Nursing Home Staffing Plummeted During The Pandemic And Has Yet To Recover

·3 min read

Nursing homes are struggling to regain their footing in the long shadow of the COVID-19 crisis, with employment numbers down sharply from pre-pandemic levels, data shows.

A report published Wednesday by the American Health Care Association and National Center for Assisted Living (ACHA/NCAL) shows nursing homes lost 220,000 jobs from March 2020 through October 2021, equivalent to a 14% drop.

Assisted living communities have also seen a decline in jobs, with employment shrinking by 38,000 over the same period, or 8%, according to data from the Bureau of Labor Statistics.

The numbers stand in sharp contrast to employment figures in other areas of health care, many of which have reached or even surpassed pre-pandemic levels. Outpatient care centers, home health care, physicians’ offices and hospitals have all mostly recovered or even added jobs.

Nursing homes are facing dual crises. At the same time extremely demanding working conditions and low pay are driving workers out of the industry, occupancy rates are declining, sapping facilities of revenue they might otherwise use to lure workers back.

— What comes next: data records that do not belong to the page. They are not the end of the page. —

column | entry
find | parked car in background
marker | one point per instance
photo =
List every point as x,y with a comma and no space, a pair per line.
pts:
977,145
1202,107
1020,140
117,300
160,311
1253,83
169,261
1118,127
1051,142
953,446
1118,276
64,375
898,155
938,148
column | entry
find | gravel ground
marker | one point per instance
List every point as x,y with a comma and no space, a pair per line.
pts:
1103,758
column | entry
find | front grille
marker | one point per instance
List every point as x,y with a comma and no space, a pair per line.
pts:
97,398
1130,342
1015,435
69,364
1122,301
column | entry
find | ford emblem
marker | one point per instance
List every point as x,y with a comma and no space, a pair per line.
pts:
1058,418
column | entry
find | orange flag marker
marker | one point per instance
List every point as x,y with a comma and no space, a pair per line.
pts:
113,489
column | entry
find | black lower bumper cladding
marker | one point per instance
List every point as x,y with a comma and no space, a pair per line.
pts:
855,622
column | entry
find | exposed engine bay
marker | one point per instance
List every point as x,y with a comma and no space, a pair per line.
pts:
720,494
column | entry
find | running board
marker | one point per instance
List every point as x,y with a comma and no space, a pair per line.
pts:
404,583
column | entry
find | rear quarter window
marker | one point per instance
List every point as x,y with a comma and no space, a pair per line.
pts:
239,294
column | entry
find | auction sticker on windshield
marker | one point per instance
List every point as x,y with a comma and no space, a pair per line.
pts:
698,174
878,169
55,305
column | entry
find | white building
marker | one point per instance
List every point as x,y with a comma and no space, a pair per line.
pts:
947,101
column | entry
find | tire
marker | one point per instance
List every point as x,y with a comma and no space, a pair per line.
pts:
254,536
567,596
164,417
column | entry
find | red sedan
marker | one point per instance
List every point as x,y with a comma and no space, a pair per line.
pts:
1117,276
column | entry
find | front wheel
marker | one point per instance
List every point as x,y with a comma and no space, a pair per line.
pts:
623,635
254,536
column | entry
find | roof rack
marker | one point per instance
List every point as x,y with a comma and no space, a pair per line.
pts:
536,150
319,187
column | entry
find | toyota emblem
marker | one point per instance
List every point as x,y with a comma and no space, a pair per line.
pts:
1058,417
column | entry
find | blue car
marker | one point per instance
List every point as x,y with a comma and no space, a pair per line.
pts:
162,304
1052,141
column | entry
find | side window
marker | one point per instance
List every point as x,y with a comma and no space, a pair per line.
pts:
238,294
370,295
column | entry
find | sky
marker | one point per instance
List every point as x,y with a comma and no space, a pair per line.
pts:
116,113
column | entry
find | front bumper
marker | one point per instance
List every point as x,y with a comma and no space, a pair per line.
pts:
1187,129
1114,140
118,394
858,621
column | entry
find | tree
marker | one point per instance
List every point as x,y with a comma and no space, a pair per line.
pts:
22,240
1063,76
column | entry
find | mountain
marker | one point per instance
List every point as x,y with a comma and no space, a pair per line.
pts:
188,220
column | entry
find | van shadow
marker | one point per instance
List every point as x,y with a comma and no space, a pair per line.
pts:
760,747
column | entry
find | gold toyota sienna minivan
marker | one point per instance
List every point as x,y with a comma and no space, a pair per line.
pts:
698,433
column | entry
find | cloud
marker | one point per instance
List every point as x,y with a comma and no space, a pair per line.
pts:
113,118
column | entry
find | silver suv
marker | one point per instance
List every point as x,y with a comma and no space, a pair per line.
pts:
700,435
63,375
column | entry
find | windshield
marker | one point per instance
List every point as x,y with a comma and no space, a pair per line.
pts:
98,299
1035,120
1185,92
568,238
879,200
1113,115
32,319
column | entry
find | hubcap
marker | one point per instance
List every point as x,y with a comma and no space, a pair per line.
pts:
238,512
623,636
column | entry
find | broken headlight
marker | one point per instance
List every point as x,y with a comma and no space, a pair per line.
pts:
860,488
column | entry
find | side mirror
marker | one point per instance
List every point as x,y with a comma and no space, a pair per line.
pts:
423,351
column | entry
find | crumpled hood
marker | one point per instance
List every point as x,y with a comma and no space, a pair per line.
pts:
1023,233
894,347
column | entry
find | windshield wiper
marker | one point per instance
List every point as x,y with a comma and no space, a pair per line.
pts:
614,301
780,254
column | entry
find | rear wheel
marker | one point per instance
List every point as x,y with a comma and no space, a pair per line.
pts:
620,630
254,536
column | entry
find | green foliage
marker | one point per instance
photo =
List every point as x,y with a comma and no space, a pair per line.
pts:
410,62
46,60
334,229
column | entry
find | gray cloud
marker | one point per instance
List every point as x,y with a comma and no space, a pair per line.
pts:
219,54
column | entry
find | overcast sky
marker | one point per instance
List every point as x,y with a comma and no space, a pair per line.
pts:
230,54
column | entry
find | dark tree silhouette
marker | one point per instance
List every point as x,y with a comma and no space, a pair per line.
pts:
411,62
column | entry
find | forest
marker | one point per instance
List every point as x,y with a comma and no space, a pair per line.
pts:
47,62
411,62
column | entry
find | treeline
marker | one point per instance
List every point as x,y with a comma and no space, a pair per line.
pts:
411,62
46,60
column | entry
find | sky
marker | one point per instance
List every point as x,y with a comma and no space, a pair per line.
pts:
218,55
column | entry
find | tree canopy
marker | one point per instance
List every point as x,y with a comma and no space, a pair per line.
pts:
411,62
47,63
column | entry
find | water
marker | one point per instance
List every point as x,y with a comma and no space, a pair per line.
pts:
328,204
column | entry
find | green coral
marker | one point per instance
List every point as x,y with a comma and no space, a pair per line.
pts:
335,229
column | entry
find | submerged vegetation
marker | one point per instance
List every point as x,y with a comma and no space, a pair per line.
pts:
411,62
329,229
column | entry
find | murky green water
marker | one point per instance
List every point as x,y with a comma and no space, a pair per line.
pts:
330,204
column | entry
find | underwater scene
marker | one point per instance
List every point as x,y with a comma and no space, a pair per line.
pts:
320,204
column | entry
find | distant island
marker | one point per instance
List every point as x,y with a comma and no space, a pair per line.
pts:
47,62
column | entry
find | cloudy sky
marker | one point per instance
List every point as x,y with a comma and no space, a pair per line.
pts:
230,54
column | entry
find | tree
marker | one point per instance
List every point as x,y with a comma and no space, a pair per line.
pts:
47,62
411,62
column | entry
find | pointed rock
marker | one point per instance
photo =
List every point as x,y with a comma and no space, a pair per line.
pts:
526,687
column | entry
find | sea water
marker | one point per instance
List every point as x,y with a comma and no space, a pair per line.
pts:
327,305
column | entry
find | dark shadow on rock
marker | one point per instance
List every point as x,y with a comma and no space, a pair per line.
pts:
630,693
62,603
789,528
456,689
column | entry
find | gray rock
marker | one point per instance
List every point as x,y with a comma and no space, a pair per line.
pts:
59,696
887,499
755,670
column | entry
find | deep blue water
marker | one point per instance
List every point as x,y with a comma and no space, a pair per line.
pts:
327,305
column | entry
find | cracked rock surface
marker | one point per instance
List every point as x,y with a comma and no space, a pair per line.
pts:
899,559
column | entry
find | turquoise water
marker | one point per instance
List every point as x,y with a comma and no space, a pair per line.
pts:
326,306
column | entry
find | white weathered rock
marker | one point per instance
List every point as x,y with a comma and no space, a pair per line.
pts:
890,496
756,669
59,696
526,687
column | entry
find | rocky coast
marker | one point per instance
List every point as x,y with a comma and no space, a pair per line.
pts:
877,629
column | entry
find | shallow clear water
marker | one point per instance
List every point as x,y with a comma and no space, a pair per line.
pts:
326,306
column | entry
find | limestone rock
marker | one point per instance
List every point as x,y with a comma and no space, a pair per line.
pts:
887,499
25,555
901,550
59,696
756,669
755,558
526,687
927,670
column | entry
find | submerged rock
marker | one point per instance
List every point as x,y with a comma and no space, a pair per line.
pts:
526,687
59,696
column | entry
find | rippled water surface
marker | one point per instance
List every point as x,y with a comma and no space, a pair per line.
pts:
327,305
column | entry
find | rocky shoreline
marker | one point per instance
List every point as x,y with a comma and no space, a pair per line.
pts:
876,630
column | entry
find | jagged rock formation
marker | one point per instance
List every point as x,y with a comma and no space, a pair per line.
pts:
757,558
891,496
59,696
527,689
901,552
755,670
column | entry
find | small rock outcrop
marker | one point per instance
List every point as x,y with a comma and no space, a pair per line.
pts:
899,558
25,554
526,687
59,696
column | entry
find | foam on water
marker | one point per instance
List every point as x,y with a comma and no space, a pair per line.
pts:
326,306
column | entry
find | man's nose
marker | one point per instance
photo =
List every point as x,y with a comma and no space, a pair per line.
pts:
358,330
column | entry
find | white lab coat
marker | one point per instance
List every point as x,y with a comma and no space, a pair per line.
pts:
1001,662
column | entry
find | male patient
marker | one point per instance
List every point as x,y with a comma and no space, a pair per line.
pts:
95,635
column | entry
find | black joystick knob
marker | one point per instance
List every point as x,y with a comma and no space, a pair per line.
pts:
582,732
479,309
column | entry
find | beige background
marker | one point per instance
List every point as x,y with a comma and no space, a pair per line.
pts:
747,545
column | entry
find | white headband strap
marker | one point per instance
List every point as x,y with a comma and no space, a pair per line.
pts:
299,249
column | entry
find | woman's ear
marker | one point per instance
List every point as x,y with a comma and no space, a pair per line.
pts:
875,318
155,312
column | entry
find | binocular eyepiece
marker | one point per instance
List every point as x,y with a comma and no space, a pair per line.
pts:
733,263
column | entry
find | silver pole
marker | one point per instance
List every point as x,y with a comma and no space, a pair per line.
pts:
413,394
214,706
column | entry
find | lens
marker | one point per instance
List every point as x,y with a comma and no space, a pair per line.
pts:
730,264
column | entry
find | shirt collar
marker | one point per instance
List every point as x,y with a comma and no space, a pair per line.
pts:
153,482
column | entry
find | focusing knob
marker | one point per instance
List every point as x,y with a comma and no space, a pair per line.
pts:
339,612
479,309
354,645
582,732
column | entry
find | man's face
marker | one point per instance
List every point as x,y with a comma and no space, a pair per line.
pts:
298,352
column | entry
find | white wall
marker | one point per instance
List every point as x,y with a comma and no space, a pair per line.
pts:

An AARP report in October detailed the causes for the growing number of empty beds, blaming both long-term trends in addition to more recent, severe factors.

Since the 1970s, more seniors have opted to age in place, a choice enabled by growth in industries like home-delivery meal programs and personal care services that make such a choice possible. That’s partially responsible for a 13% occupancy drop over the decades, from a high of 93% in the 70s to 80% in June 2019.

A medical worker poses for a photo with signs saying
A medical worker poses for a photo with signs saying

With the advent of the pandemic, though, much more drastic elements are at play, not the least of which is COVID itself: An estimated 150,000 nursing home residents have died from the disease so far.

The loss of residents is compounded by halted admissions in some facilities for safety reasons, further chipping away at occupancy. Meanwhile, some hospitals have canceled elective surgeries, cutting off a lucrative pipeline of patients who would often stay in a long-term care facility while rehabbing from their surgery.

“The way that nursing homes have managed to fight back the tide of bankruptcy over several decades ... is by taking on more and more short-term patients that are paid highly by Medicare,” Jon Gruber, an MIT economist and the director of the Health Care Program at the National Bureau of Economic Research, told Boston Public Radio last spring.

“The problem is, those patients have suddenly gone away, because no one’s getting knee surgeries. No one’s getting those surgeries where they have to recover in the nursing home,” he said.

But even with a decrease in patients, Gruber told HuffPost at an industry level the volume of work to be done still far outpaces the staff available to do it. The more worrying question, he said, is whether these employees are just slow to return to the industry ― or if they’ve abandoned the sector permanently.

If they don’t, senior citizens will pay the price.

“There is a substantial body of evidence that more staffing leads to better outcomes for seniors,” Gruber said. “The main answer is clear: Raise pay for these incredibly challenging jobs.”

“Short of that, I think we need to figure out a way to make the jobs more attractive – in particular by creating career ladders for long-term care workers so that these don’t become dead-end jobs,” he said.